Das Einsammeln des Schafskotes bereitete allen dem Anschein nach sehr viel Freude und jede und jeder von ihnen strebte danach, als Sieger daraus hervorzugehen. Tag und Nacht wurden Häufchen aufgelesen und zum Wohnhaus gebracht. Für Mandsgum und Erashleo ergab sich dadurch aber ein neues Problem. Sie waren einfach damit überfordert, alles genau zu zählen, abzuwiegen und zuzuordnen. Mitunter waren die Haufen nämlich zahlenmäßig gleich aber von unterschiedlichem Gewicht, zum Beispiel deswegen, weil frische noch feucht und deswegen schwerer waren. Das wussten natürlich auch die Sammler. Manche von ihnen versuchten sogar, das Ergebnis zu manipulieren, indem sie auf ihr Sammelgut spuckten.

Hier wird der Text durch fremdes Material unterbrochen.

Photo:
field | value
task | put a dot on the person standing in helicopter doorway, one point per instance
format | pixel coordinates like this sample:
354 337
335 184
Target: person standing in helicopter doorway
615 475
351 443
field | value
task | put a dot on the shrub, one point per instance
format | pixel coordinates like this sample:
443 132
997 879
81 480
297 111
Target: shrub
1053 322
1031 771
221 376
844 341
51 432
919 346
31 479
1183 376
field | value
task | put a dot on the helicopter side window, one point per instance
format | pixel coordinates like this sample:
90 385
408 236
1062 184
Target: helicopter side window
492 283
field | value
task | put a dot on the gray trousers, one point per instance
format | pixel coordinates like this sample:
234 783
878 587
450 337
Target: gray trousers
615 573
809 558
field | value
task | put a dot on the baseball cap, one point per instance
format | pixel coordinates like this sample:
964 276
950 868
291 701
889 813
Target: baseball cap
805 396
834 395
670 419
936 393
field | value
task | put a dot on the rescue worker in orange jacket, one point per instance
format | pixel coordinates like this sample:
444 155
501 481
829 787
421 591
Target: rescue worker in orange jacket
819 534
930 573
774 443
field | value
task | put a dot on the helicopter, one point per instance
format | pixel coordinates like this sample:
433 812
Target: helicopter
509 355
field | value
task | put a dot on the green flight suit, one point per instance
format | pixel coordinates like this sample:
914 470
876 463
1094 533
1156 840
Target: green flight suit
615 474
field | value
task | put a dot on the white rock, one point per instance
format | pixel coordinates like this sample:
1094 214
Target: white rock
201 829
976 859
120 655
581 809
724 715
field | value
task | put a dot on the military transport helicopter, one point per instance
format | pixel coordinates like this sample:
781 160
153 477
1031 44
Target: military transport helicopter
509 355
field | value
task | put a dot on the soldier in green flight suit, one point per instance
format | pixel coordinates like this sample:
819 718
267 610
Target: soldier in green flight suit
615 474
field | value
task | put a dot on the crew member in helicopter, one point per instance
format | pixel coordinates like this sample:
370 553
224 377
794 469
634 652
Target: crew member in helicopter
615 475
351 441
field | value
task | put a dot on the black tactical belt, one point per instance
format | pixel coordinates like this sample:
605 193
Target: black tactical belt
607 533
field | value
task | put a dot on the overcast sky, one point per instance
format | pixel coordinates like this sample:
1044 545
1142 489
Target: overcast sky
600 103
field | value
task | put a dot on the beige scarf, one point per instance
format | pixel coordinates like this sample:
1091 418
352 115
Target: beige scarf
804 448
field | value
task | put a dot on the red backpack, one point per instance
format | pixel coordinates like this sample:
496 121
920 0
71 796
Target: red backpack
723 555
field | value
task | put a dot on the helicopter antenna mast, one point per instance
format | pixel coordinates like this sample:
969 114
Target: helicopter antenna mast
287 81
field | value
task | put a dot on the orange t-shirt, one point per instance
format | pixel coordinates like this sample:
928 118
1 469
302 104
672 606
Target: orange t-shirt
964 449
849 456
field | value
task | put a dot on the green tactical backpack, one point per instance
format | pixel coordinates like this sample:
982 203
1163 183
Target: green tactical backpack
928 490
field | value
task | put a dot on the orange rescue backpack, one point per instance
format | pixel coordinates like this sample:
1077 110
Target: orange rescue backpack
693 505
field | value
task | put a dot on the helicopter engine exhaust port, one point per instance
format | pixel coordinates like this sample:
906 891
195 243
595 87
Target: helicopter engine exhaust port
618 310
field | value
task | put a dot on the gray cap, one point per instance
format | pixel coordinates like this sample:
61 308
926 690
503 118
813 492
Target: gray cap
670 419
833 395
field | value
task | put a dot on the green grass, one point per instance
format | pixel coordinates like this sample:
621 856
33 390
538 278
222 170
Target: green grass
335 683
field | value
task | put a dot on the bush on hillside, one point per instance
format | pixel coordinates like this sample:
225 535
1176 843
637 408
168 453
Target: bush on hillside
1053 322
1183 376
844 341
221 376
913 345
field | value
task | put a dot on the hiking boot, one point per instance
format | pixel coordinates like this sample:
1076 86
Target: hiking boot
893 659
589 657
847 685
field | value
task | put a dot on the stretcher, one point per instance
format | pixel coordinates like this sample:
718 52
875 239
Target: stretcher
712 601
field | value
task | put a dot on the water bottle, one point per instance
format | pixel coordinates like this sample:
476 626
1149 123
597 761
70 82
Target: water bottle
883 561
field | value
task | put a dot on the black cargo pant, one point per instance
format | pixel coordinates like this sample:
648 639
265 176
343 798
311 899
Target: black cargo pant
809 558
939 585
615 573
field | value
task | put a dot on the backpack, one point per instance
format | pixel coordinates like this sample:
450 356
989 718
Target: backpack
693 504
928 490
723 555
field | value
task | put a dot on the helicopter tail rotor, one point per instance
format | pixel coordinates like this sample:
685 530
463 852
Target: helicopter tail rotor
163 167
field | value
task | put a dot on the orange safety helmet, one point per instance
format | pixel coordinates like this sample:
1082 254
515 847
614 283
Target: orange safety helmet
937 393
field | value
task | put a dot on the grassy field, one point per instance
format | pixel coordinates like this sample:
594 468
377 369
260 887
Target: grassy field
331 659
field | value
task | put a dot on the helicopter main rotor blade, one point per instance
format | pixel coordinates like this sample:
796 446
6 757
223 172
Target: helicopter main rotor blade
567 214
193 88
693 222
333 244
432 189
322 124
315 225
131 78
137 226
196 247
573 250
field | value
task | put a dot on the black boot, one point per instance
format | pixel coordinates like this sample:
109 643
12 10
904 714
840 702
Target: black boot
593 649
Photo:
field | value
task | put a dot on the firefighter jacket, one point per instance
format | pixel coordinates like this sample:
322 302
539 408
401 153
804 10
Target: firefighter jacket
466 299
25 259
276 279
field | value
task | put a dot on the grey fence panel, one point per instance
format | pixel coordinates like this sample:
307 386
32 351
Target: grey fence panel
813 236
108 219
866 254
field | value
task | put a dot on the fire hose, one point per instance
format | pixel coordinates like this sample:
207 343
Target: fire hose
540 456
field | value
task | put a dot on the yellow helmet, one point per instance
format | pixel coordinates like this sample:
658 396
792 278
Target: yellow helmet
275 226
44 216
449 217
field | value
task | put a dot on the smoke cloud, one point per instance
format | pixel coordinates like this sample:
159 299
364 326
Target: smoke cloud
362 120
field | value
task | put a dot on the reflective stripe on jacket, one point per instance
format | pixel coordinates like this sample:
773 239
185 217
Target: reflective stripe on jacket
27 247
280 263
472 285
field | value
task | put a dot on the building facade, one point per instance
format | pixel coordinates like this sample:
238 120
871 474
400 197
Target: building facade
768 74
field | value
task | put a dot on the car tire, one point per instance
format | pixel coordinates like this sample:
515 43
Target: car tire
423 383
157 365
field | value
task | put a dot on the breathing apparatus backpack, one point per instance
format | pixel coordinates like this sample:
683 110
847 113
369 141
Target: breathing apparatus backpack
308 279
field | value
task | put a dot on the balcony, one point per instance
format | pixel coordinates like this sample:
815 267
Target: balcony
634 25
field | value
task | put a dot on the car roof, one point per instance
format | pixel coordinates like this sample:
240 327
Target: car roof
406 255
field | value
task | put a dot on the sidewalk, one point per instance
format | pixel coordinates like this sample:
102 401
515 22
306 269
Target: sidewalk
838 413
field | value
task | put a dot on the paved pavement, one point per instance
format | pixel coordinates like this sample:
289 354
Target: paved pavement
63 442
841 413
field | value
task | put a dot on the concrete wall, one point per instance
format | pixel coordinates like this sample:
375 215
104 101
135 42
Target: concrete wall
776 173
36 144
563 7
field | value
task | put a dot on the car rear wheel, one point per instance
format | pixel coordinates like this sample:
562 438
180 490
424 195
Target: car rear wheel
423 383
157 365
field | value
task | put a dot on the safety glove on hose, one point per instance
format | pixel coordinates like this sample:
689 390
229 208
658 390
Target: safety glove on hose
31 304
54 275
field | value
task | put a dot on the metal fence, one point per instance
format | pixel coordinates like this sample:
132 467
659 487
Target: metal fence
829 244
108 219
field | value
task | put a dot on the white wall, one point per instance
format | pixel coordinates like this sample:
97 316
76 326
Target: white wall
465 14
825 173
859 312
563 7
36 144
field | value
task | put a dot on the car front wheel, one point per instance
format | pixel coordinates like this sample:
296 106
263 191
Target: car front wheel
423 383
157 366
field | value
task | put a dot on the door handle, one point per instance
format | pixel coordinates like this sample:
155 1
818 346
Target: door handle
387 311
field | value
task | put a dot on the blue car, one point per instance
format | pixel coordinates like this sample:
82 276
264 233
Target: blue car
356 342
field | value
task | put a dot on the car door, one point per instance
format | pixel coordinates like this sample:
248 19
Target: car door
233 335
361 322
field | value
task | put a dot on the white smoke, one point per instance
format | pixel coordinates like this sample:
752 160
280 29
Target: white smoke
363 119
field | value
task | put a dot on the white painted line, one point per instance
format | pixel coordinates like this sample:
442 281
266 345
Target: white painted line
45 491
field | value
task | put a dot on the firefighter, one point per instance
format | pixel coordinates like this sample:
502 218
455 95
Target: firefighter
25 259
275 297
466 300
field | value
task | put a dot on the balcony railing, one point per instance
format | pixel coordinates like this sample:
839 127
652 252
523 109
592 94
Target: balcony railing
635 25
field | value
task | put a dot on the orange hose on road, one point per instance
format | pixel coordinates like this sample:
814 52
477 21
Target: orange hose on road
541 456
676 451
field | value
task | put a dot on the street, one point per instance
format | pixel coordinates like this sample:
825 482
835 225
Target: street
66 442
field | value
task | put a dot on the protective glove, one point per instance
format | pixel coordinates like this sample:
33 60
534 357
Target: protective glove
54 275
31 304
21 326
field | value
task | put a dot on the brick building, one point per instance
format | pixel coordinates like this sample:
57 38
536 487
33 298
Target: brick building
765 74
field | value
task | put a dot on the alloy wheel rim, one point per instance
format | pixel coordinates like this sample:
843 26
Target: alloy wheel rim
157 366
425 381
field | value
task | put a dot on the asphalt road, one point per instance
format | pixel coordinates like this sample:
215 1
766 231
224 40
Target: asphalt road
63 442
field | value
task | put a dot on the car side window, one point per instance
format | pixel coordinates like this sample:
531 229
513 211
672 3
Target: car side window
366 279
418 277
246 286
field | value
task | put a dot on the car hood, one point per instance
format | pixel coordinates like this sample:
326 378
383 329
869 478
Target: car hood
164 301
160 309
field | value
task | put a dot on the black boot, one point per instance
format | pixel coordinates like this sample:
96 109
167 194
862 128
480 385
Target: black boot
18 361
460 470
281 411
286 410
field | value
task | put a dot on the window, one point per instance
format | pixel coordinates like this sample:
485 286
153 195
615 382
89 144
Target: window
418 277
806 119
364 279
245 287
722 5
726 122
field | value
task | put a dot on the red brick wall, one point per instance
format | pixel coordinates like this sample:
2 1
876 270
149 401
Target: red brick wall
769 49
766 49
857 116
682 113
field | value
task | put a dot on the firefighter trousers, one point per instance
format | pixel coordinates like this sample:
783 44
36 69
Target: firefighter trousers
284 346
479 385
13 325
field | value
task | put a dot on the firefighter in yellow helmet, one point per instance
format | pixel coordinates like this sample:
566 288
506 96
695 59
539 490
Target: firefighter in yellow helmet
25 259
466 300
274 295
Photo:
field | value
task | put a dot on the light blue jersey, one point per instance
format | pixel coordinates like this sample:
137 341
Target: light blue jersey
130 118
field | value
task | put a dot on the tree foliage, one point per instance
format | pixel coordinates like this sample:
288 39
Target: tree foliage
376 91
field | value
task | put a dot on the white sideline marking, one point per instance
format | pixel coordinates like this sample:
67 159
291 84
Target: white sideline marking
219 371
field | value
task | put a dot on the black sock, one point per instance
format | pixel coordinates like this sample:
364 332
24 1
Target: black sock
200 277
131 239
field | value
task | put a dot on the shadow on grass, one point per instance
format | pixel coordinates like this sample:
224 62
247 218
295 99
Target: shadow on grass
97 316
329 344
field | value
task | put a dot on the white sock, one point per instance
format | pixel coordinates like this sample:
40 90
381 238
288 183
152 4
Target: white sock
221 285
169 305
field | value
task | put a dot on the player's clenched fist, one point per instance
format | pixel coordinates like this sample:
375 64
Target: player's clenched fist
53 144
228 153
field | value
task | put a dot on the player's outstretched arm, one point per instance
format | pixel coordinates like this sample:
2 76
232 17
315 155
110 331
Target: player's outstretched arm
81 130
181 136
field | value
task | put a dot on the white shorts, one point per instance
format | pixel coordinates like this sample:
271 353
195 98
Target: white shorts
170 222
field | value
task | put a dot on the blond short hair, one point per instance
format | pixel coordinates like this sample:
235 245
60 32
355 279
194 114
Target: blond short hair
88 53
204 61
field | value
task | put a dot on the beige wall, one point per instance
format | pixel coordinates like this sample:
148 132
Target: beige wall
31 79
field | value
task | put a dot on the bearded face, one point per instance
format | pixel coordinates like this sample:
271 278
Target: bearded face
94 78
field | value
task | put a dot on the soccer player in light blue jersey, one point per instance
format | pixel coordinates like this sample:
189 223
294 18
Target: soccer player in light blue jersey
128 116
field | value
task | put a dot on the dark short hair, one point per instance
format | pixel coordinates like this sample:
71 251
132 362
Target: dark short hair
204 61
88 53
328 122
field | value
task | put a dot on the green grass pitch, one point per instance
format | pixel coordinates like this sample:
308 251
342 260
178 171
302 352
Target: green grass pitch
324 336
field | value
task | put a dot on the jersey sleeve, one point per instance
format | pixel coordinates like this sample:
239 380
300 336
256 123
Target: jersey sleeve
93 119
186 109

Erashleo und Mandsgum beschlossen daher, das Auszählen und Bewerten den Teilnehmern ihres Wettbewerbs selbst zu überlassen. Sie ersparten sich dadurch nicht nur Arbeit, sondern waren auch vor Anschuldigungen gefeit, nicht richtig gewertet zu haben. Und tatsächlich beteiligten sich wieder alle mit voller Begeisterung, glaubten sie doch, eine überaus wichtige Aufgabe zu lösen. Das spielte sich über die Monate hinweg gut ein. Erashleo und Mandsgum konnten sich zurücklehnen, entspannt dem Treiben zusehen und sich des Anblickes ihrer weidenden Schafe erfreuen. Nur das mit dem Verkauf des angesammelten Schafkots klappte nicht so, wie sie es sich vorgestellt hatten. Sie gaben Anzeigen in Zeitungen und im Internet auf, die da lauteten wie: „Schafdünger günstig abzugeben“ oder „Getrocknete Schafscheiße exzellenter Brennstoff für ihren Kamin“. Sogar in englischer Sprache wurde geworben: „ Extra extra, read all about it: Sheepshit Best 4u And Your Garden“. Doch der Erfolg aller Werbemaßnahmen blieb recht bescheiden. Schließlich meinte Mandsgum, die über die wachsenden Berge von Schafsmist vor ihrer Haustüre mittlerweile sehr aufgebracht war, man solle die ganze Scheiße wenigstens den Teilnehmern der Sammelaktionen selbst mit einem saftigen Rabatt zum Kauf anbieten.
Und wieder einmal hatte sie damit ins Schwarze getroffen. Isolde, Krimskra, BlemBlem, Roberto und alle andern waren hellauf begeistert. So sorgten sie auch dafür, dass Erashleos Schafzucht weiterhin gut gedeihte.